Covid-19: new credit guarantee scheme for SMEs needed, says Davy
Irish economy in better position to bounce back than in last downturn, stockbroker says
The broker says the economy should be “relatively insulated” from the initial hit from business restrictions
The Government should introduce a new credit guarantee scheme to support businesses during the Covid-19 crisis, according to Davy Stockbrokers.
While welcoming measures introduced by the State to bolster businesses during the crisis, it said that there have been no attempts to seek to match guarantees worth up to 15 per cent of GDP as seen in France, Germany and the UK.
In a new analysis, the broker described the introduction of such a scheme as a “prerequisite for confidence to return towards the sector”.
“Guarantees in an Irish context are approached with a large degree of scepticism - not necessarily an unreasonable position to take given our past history with such tools. However, the nature and impact of the pandemic mean that real consideration should be given to the introduction of a credit guarantee scheme,” it said.
The broker stressed that while an existing guarantee scheme is available through the Strategic Banking Corporation of Ireland, it is both restrictive and time consuming.
It said that to deal with liabilities, a credit guarantee scheme should be considered which could provide medium-term loans to small and medium-sized businesses at low cost allowing the discharge of liabilities and enabling the State to collect the outstanding tax and rates due.
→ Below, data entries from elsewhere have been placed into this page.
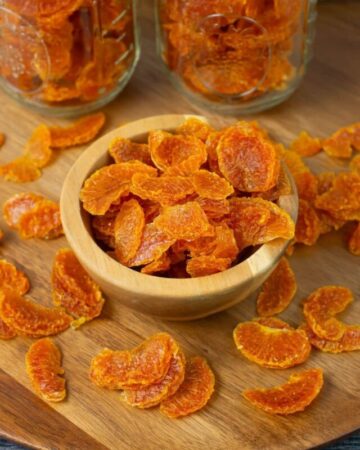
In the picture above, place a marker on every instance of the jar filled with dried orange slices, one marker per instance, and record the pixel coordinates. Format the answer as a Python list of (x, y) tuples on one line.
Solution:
[(236, 55), (67, 57)]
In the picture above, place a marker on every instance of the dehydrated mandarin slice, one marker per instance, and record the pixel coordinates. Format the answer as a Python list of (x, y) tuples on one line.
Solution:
[(210, 185), (43, 365), (12, 278), (165, 190), (186, 221), (144, 365), (195, 391), (29, 318), (275, 348), (256, 221), (72, 287), (80, 132), (21, 170), (152, 395), (308, 225), (128, 230), (294, 396), (278, 290), (201, 266), (108, 184), (248, 159), (154, 243), (322, 305), (350, 340), (123, 150), (306, 145), (354, 240), (42, 221), (37, 148)]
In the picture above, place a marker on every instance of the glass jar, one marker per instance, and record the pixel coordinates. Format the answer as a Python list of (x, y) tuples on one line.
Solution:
[(66, 57), (237, 56)]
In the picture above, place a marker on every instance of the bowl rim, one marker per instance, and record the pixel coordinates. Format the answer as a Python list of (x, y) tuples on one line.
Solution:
[(125, 278)]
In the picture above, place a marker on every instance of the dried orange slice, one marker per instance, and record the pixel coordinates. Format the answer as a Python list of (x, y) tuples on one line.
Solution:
[(194, 393), (43, 365), (322, 305), (294, 396), (275, 348)]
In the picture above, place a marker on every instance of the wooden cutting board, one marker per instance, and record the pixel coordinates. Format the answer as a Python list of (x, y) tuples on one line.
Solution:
[(92, 418)]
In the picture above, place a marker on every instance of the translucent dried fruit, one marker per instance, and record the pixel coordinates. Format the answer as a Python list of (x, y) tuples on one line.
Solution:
[(128, 230), (320, 309), (186, 221), (165, 189), (308, 225), (339, 144), (108, 184), (354, 240), (80, 132), (277, 291), (275, 348), (37, 148), (43, 366), (17, 205), (306, 145), (144, 365), (247, 159), (21, 170), (350, 340), (123, 150), (42, 221), (256, 221), (72, 287), (210, 185), (12, 278), (154, 243), (153, 394), (29, 318), (201, 266), (194, 393), (294, 396)]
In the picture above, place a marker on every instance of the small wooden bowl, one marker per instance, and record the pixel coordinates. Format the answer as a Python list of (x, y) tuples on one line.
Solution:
[(176, 299)]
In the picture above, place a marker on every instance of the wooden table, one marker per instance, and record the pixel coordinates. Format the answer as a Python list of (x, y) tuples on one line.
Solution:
[(93, 418)]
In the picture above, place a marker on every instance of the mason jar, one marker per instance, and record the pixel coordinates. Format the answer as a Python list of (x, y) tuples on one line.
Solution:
[(67, 57), (237, 56)]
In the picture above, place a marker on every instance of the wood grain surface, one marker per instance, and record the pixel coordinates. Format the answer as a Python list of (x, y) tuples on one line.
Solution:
[(92, 418)]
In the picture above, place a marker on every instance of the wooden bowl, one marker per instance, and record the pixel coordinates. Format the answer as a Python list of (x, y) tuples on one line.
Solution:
[(176, 299)]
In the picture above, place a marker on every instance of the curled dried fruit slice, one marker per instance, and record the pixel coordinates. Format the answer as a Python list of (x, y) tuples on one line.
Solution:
[(128, 230), (275, 348), (248, 159), (322, 305), (256, 221), (294, 396), (153, 394), (154, 243), (165, 189), (80, 132), (278, 290), (144, 365), (306, 145), (186, 221), (350, 340), (29, 318), (210, 185), (195, 391), (108, 184), (12, 278), (123, 150), (72, 287), (43, 365)]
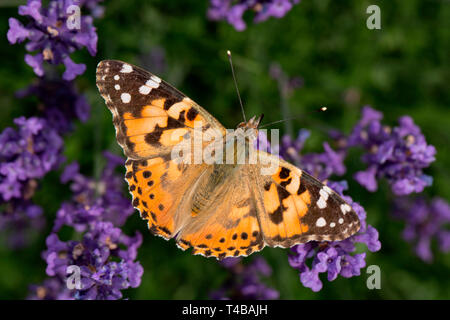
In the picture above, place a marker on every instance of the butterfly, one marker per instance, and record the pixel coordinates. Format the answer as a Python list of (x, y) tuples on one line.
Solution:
[(218, 209)]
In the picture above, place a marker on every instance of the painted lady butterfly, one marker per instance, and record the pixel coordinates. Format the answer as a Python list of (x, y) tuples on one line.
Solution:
[(219, 210)]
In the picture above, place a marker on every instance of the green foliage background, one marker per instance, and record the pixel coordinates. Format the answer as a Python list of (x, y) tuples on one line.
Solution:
[(401, 69)]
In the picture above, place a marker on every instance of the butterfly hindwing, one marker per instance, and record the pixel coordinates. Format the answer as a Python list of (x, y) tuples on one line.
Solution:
[(218, 210), (230, 227), (299, 208)]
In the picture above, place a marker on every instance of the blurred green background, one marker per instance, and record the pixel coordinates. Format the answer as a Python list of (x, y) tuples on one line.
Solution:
[(401, 69)]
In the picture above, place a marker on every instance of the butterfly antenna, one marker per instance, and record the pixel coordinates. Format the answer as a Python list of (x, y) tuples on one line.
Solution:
[(321, 109), (235, 84)]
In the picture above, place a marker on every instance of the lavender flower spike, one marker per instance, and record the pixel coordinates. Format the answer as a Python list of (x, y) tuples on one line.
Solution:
[(52, 36), (398, 154)]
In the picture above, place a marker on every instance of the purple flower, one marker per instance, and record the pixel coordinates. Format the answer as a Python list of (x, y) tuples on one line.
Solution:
[(321, 165), (94, 199), (425, 222), (21, 222), (244, 281), (60, 103), (398, 154), (27, 154), (53, 33), (337, 257), (104, 255), (233, 11), (102, 277), (50, 289)]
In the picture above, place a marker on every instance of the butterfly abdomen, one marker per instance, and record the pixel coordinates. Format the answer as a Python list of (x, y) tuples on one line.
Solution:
[(210, 189)]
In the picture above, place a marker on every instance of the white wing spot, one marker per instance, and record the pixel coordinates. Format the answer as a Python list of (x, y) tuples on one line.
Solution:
[(155, 78), (151, 83), (126, 68), (324, 194), (327, 189), (345, 208), (125, 97), (145, 89), (321, 203), (321, 222)]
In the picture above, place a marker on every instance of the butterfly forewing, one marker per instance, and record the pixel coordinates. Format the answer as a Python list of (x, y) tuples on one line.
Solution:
[(217, 210)]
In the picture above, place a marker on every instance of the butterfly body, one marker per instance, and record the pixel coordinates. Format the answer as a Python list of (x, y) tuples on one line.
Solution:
[(223, 197)]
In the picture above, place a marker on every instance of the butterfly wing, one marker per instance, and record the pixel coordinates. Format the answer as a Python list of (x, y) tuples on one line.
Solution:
[(230, 227), (296, 207), (150, 118)]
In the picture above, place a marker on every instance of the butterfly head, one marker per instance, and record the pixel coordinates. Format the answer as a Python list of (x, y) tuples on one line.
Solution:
[(253, 123)]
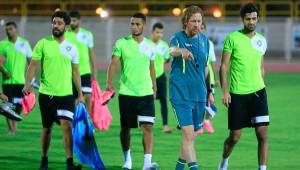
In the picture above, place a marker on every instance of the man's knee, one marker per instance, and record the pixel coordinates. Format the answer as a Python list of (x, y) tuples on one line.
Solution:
[(234, 137)]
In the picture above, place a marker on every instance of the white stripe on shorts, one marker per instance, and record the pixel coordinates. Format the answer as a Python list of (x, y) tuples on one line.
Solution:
[(260, 119), (65, 113), (146, 119), (86, 89)]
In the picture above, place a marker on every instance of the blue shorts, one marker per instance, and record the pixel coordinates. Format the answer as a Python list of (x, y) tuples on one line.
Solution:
[(189, 113)]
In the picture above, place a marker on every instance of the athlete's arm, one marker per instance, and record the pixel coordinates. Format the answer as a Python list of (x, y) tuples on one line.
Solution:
[(177, 52), (93, 63), (226, 98), (31, 71), (111, 71), (77, 81), (153, 78)]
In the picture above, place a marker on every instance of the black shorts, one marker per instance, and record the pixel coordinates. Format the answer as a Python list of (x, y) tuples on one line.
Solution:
[(86, 85), (13, 92), (133, 109), (161, 83), (54, 108), (250, 110)]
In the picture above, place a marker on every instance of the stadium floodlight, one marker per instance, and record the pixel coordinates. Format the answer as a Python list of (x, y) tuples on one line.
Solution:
[(176, 11), (99, 10), (217, 13), (104, 14), (145, 11), (2, 22)]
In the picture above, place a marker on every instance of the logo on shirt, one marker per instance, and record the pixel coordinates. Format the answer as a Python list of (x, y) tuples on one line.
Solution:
[(259, 43), (68, 48)]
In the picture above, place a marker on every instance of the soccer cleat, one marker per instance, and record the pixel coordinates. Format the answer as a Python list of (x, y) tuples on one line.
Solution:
[(7, 111), (154, 166), (200, 131), (208, 127)]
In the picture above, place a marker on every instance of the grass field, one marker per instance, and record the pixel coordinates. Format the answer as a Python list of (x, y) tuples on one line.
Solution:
[(22, 151)]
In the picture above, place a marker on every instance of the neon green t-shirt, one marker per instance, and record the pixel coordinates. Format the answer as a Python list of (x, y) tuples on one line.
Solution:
[(56, 65), (245, 62), (161, 55), (135, 62), (83, 40), (15, 54), (211, 60)]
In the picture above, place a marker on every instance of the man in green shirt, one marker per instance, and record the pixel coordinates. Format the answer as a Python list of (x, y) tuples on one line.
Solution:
[(246, 96), (17, 53), (59, 65), (137, 87), (162, 55), (84, 41)]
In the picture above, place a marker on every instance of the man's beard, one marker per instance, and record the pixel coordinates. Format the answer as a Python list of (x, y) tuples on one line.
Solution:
[(248, 30), (57, 33)]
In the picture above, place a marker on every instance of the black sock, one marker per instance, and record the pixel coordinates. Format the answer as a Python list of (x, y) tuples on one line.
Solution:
[(70, 161)]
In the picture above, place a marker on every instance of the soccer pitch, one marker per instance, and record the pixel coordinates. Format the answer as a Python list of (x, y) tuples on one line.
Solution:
[(22, 151)]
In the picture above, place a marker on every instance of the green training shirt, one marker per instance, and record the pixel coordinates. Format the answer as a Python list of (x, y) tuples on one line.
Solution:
[(15, 54), (245, 62), (83, 40), (161, 55), (56, 65), (135, 63)]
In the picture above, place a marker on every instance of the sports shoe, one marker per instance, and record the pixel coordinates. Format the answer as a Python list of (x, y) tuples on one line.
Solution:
[(74, 167), (7, 111), (200, 131), (211, 110), (154, 166), (208, 127)]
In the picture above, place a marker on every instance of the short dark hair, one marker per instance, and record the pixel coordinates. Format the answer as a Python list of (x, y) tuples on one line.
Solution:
[(11, 23), (139, 15), (204, 25), (157, 25), (189, 12), (75, 14), (248, 8), (63, 15)]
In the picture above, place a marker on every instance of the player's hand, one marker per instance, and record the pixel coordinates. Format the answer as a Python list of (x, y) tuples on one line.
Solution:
[(217, 82), (6, 75), (3, 97), (26, 89), (226, 99), (210, 98), (80, 98), (186, 54), (110, 87)]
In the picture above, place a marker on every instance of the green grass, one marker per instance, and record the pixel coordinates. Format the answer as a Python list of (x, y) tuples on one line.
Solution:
[(23, 150)]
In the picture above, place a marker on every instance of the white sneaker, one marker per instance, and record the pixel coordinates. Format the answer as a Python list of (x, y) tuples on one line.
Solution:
[(154, 166)]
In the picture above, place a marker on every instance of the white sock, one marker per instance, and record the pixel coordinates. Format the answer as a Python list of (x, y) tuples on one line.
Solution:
[(262, 167), (127, 160), (224, 163), (147, 160)]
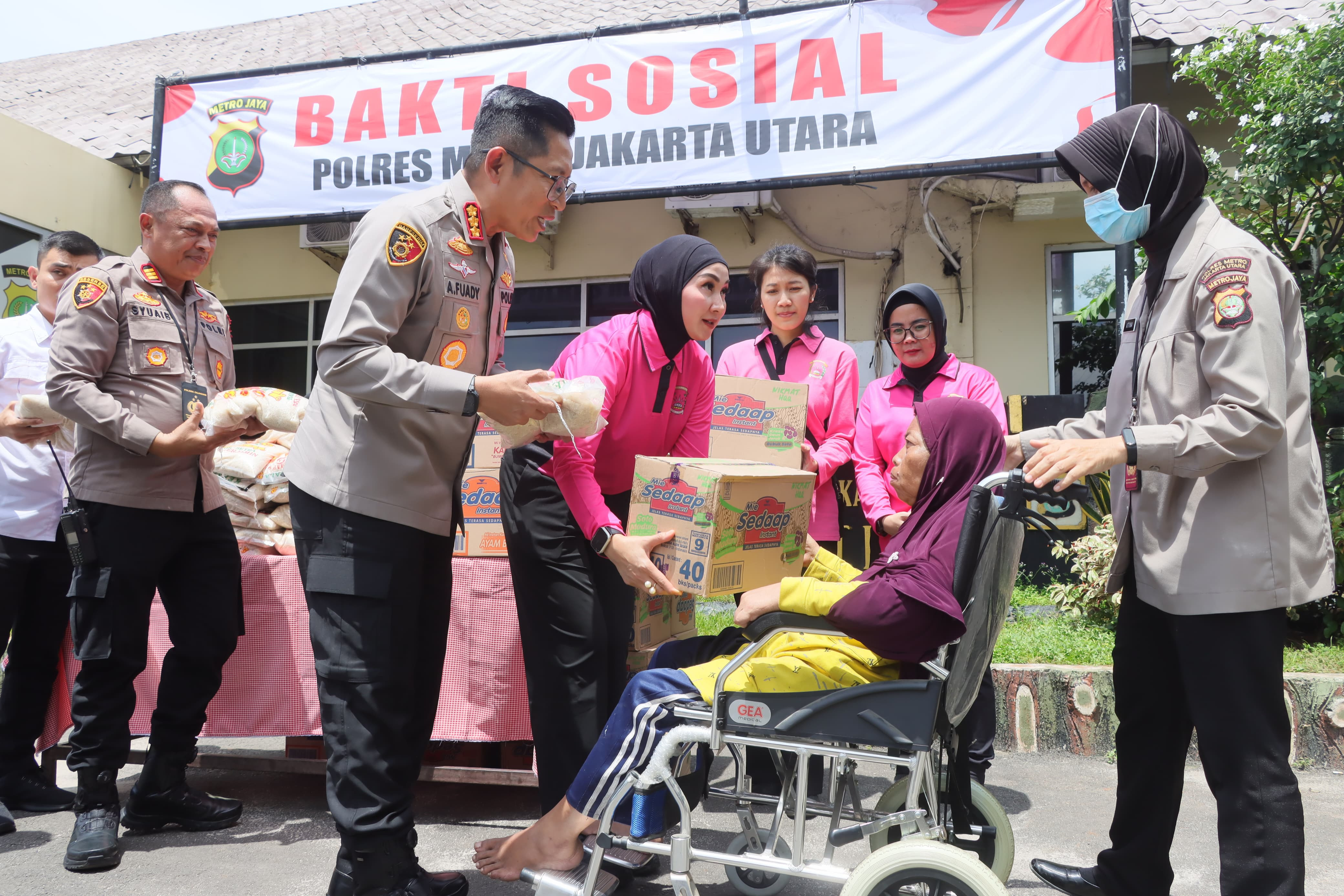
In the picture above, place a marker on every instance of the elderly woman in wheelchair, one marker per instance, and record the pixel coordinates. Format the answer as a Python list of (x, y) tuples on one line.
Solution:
[(866, 638)]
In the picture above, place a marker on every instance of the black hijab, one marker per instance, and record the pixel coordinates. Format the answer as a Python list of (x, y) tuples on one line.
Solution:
[(1178, 182), (659, 279), (921, 295)]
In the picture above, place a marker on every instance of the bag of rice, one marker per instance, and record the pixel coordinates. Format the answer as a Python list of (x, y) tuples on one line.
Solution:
[(38, 407), (273, 409), (247, 460), (250, 490), (578, 416), (280, 518)]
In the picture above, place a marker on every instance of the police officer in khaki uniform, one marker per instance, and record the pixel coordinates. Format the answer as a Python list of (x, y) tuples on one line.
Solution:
[(1220, 515), (410, 354), (138, 348)]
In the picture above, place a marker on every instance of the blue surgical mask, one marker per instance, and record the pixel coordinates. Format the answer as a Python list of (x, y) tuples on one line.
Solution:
[(1107, 217)]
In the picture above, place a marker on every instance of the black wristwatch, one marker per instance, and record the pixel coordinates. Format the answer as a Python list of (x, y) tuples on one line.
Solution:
[(603, 539), (474, 399)]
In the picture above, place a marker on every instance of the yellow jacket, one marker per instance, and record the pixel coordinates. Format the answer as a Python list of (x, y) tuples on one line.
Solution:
[(792, 663)]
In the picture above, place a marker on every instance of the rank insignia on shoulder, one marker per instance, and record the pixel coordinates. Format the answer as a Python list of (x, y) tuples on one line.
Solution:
[(454, 355), (475, 224), (89, 291), (1232, 307), (405, 245), (1223, 267)]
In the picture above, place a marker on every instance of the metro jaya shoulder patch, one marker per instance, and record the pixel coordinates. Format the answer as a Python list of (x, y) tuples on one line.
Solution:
[(89, 291), (405, 245)]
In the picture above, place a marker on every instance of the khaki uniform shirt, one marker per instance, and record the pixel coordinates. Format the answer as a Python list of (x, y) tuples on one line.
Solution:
[(421, 305), (1230, 515), (118, 366)]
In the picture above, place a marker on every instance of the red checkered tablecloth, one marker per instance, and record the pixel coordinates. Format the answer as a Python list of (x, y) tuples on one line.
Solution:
[(269, 687)]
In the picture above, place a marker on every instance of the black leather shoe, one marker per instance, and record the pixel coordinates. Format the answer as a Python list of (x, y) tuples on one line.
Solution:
[(93, 844), (162, 797), (1066, 879), (27, 792)]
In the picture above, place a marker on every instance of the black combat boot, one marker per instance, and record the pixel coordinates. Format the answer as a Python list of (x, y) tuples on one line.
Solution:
[(162, 797), (390, 870), (93, 844)]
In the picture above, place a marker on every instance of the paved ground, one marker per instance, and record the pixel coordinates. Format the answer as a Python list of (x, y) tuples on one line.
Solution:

Davy analysts said the Covid-19 crisis presents significant challenges, but says the Irish economy is better placed to cope than in the last downturn relative to the rest of Europe.
In its analysis, it added that given its open, export-oriented structure, the economy should be “relatively insulated” from the initial hit from business restrictions.
The broker stressed that while in the past there has been a reliance on foreign direct investment (FDI) to aid recovery, after a long period of deleveraging, the economy is in a better position to bounce back.
“Ireland’s export-oriented economy will continue to provide flexibility as in the last recession, but fiscal and macroprudential policy will support the recovery this time around,” it said.
“Also, after a decade of deleveraging, many indigenous sectors were still at an early stage in the housing, credit and investment cycle - pointing to a latent recovery going forward,” Davy analysts added.
The broker said fiscal and macroprudential policy will also bolster recovery, with measures already rolled out helping to support incomes and limiting the damage from business shutdowns.
“With appropriate support to vulnerable households and companies, Ireland’s economy is probably better placed to bounce back than most European countries. However, equities exposed to the Irish economy are discounting a very negative outcome,” it said.
Looking at housing, Davy analysts said the sector is unlikely to experience the sharp decline witnessed during the recession as the market had changed significantly since then.
“Due to the changed capital structure and supply pipeline, we expect each sector of the Irish real estate market to perform far better relative to Europe in this downcycle,” it said.
Nonetheless, the broker said housing prices may become more volatile with transactions slowing to a trickle and more cash buyers in the market.
It added however that house price valuation metrics don’t currently point to over-valuation.
“We calculate that the average house price-to-income ratio in Ireland was 6.8x in 2019, a little below the 6.9x recorded in the UK but substantially below the 11x peak in 2007. Similarly, gross rental yields, circa 5-6 per cent”, are well above levels close to 3 per cent during the Celtic Tiger era,” it said.